« Connais-tu les albinos ? »
« […] Je m’appelle Kuna, j’ai dix ans et je suis un petit garçon bien seul, comme la plupart de mes « frères » de même peau d’ailleurs. Je suis issu d’une famille de six enfants, mais j’ai une particularité : je suis albinos alors que papa, maman et mes frères sont tous noirs.
Grand-mère Asta dit que lorsque maman était enceinte, elle rêvait très souvent d’un gros bouquet de fleurs toutes rouges avec une seule et petite fleur toute blanche.
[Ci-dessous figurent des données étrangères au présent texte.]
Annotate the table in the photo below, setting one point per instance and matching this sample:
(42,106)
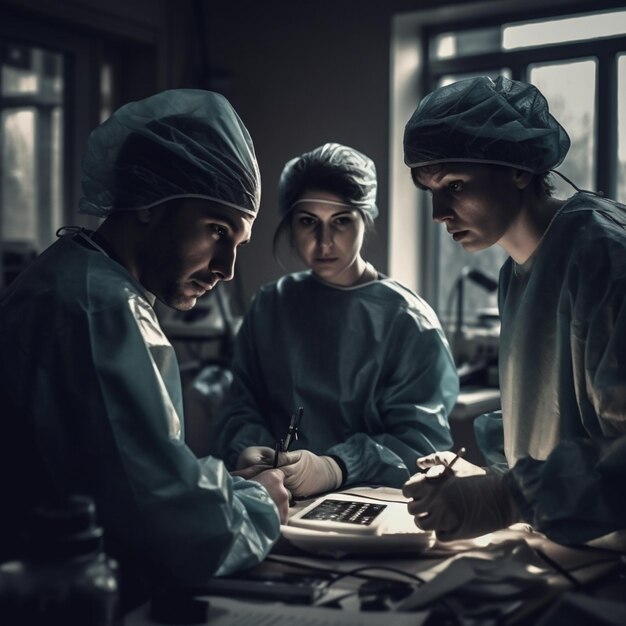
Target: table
(511,577)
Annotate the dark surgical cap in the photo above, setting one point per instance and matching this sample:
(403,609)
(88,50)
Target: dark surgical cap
(477,120)
(334,168)
(181,143)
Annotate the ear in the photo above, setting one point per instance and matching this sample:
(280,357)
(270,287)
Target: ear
(522,178)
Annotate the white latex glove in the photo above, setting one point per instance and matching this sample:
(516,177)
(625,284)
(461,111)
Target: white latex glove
(272,480)
(307,474)
(255,455)
(460,468)
(460,508)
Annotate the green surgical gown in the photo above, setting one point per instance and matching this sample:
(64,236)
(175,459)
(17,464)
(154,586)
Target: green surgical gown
(369,364)
(563,375)
(92,404)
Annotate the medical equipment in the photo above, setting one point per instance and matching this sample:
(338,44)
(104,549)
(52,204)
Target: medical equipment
(292,433)
(351,514)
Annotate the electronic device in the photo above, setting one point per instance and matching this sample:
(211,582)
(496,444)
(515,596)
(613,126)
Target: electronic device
(352,514)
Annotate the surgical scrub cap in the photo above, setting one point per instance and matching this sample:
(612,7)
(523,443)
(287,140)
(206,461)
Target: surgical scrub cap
(321,166)
(181,143)
(504,123)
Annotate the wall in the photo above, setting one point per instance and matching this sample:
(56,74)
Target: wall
(301,74)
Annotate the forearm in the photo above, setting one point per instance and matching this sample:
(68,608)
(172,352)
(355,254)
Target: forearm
(572,495)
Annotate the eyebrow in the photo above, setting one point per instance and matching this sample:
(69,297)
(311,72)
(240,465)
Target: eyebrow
(345,212)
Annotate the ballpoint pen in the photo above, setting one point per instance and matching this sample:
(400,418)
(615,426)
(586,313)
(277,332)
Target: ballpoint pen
(457,456)
(292,433)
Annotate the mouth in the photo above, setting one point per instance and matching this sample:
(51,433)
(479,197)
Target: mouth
(200,288)
(457,235)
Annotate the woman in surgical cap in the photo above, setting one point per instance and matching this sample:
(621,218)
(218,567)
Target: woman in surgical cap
(557,449)
(363,356)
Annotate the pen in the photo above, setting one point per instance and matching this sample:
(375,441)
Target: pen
(457,456)
(277,449)
(292,433)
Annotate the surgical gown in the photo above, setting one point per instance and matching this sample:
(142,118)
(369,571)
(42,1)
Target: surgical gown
(369,364)
(92,404)
(563,374)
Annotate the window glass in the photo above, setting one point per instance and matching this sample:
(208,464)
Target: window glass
(19,183)
(564,84)
(562,30)
(31,145)
(621,128)
(465,43)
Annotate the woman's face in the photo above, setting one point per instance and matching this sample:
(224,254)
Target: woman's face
(329,237)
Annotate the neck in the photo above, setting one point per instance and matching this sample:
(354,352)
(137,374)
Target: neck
(525,234)
(119,238)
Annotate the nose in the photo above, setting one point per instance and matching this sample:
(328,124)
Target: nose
(222,264)
(441,209)
(324,235)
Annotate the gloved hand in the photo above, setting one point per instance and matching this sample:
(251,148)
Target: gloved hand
(272,480)
(255,455)
(307,474)
(460,508)
(460,468)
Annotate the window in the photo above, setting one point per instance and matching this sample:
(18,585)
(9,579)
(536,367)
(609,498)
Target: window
(31,140)
(578,60)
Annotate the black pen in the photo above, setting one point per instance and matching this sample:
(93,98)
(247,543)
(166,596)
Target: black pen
(292,433)
(457,456)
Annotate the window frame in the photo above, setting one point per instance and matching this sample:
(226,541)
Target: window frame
(422,27)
C’est à partir de ce moment-là qu’elle a su que l’enfant de maman serait albinos.
Je ne me sens bien qu’à la maison car dès que je sors tout le monde me regarde comme si j’étais une curiosité !
Les enfants du village refusant de s’amuser avec moi, je courais me réfugier chez grand-mère Asta jusqu’à ce que j’entre à mon tour à l’école.
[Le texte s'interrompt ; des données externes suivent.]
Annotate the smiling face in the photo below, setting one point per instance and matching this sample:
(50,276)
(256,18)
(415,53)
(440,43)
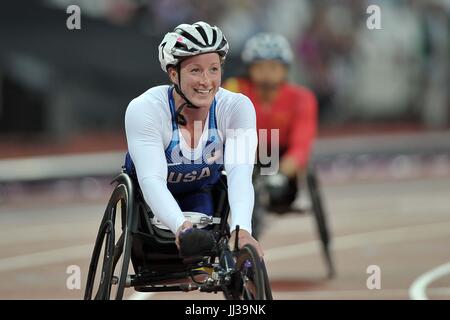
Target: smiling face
(200,78)
(268,74)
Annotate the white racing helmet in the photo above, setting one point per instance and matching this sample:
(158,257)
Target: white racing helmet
(189,40)
(267,46)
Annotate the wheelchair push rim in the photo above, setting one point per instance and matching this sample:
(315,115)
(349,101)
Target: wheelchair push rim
(116,255)
(250,280)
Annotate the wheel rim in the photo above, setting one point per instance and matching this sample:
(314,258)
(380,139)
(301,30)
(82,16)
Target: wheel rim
(249,282)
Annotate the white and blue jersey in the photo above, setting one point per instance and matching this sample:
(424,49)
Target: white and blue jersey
(174,177)
(188,174)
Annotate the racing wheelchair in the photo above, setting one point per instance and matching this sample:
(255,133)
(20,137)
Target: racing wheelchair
(126,233)
(317,209)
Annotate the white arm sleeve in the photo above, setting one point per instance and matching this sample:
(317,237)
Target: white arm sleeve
(144,129)
(240,152)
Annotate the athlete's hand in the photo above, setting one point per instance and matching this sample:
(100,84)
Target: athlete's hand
(245,238)
(186,225)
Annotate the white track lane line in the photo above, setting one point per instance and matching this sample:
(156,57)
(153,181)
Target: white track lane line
(417,291)
(420,232)
(44,258)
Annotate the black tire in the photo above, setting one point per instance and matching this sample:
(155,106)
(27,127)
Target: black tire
(116,257)
(250,281)
(321,222)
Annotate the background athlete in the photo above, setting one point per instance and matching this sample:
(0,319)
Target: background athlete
(177,134)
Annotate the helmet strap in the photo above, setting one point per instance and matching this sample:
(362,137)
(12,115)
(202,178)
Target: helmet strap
(181,120)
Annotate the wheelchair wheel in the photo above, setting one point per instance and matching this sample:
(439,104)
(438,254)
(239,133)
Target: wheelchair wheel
(107,280)
(321,222)
(250,280)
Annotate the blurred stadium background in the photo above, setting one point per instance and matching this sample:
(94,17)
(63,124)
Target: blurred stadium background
(383,151)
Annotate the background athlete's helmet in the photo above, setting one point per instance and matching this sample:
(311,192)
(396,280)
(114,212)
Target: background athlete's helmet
(267,46)
(189,40)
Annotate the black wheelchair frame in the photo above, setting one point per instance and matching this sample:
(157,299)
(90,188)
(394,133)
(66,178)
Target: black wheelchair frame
(239,274)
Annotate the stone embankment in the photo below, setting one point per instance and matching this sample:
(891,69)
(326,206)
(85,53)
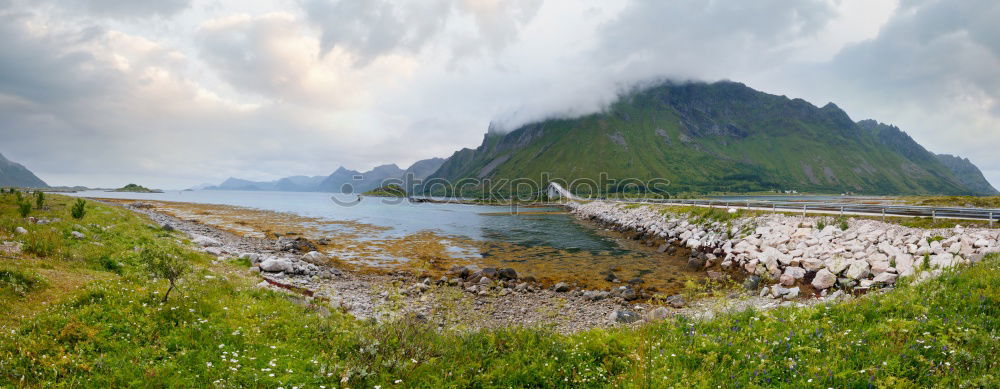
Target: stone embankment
(793,254)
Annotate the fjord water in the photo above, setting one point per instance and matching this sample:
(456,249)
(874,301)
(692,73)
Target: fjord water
(531,227)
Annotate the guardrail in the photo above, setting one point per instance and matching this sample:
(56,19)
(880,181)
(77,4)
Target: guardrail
(992,215)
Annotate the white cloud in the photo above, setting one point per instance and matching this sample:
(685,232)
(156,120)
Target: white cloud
(182,92)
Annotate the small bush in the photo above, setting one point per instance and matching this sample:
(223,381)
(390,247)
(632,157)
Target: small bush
(19,282)
(165,262)
(42,243)
(110,265)
(79,209)
(24,208)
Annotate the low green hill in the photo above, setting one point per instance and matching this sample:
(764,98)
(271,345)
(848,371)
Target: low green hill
(704,138)
(391,190)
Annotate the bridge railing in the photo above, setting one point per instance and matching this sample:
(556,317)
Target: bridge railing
(841,208)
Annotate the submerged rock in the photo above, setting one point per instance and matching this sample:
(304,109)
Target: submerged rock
(623,316)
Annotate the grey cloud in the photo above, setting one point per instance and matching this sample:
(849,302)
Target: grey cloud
(713,39)
(933,69)
(372,28)
(131,8)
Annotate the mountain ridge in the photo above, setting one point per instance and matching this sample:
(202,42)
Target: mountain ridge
(358,182)
(13,174)
(713,137)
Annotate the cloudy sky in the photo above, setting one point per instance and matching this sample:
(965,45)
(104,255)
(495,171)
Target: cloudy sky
(173,93)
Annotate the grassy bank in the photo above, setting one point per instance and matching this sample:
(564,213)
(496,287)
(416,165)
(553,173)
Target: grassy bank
(87,314)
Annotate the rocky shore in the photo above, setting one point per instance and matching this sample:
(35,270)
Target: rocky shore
(790,257)
(470,297)
(786,260)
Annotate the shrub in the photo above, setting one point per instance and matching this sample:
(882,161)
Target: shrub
(19,282)
(24,208)
(79,209)
(42,243)
(165,262)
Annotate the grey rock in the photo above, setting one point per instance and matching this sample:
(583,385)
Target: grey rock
(629,294)
(623,316)
(792,293)
(507,274)
(676,301)
(315,257)
(205,241)
(658,313)
(276,265)
(824,279)
(696,263)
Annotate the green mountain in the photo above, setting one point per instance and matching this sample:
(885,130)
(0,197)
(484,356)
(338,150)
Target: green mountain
(722,136)
(16,175)
(968,174)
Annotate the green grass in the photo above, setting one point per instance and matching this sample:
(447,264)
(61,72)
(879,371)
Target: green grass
(18,282)
(391,190)
(218,330)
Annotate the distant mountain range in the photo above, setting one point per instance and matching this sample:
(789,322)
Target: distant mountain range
(16,175)
(719,137)
(339,181)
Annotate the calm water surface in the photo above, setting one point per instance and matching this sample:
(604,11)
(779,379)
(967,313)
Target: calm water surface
(471,221)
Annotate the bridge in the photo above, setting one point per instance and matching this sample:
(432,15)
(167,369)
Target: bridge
(828,207)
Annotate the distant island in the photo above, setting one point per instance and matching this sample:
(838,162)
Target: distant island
(391,190)
(136,189)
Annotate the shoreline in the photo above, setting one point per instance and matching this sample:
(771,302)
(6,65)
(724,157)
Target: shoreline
(792,256)
(481,299)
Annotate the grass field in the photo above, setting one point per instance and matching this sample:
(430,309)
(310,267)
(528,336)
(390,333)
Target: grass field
(84,313)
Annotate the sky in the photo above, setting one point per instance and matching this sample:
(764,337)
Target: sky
(174,93)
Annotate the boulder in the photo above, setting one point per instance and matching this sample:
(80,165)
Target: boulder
(276,265)
(696,263)
(315,258)
(205,241)
(885,278)
(857,270)
(507,274)
(595,295)
(824,279)
(796,272)
(629,294)
(623,316)
(837,264)
(657,314)
(812,264)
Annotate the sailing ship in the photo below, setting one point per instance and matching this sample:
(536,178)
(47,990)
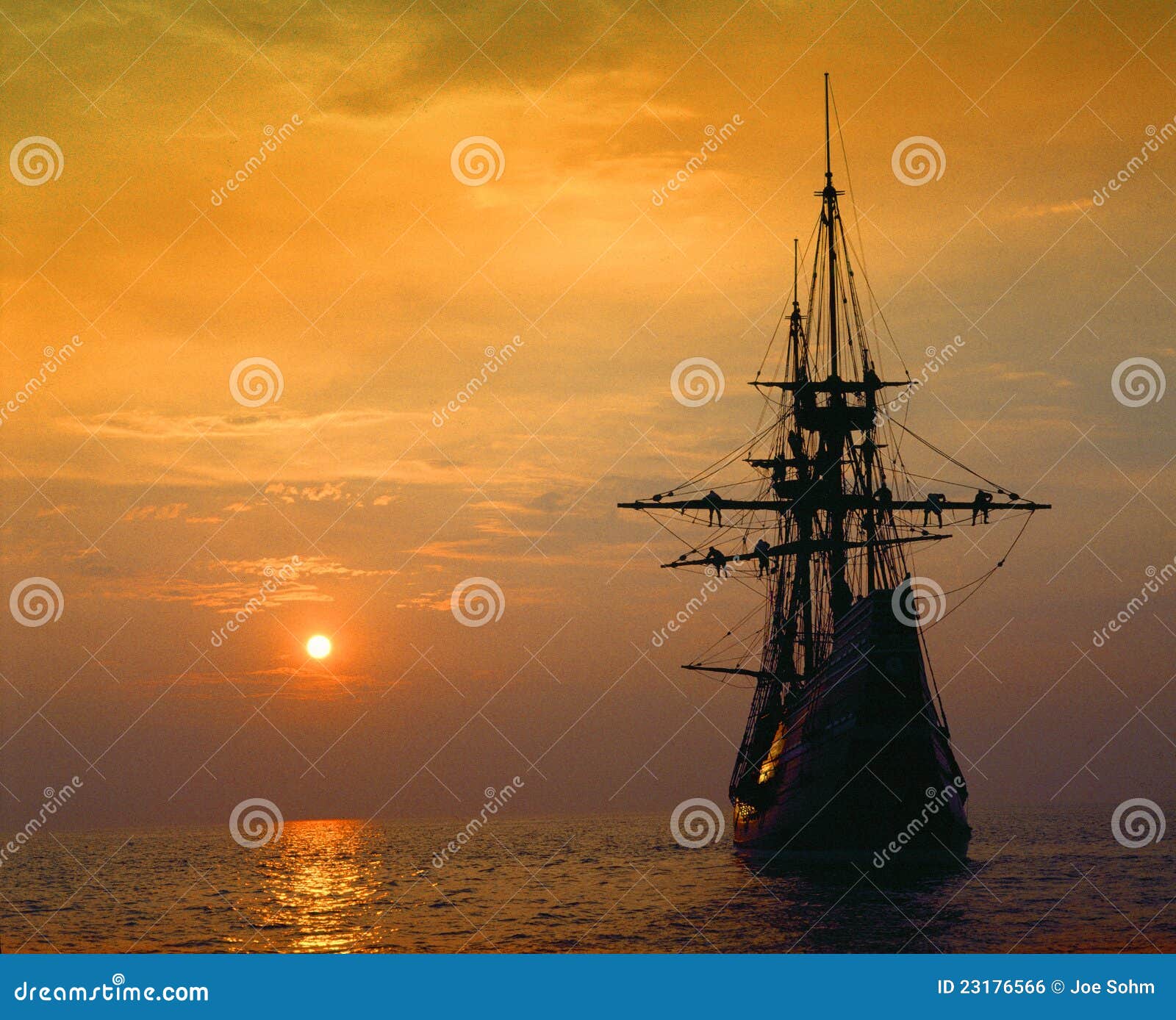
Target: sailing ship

Je n’ai jamais été heureux de prendre le chemin de l’école. Pendant les deux premières années, aucun élève ne voulut m’accepter comme voisin, et, pendant la récréation, je courais dans tous les sens à la recherche de mes frères.
J’ai fini par suivre les conseils de mon père :
« Kuna mon fils, ne gaspille plus ton énergie à vouloir coûte que coûte des amis. »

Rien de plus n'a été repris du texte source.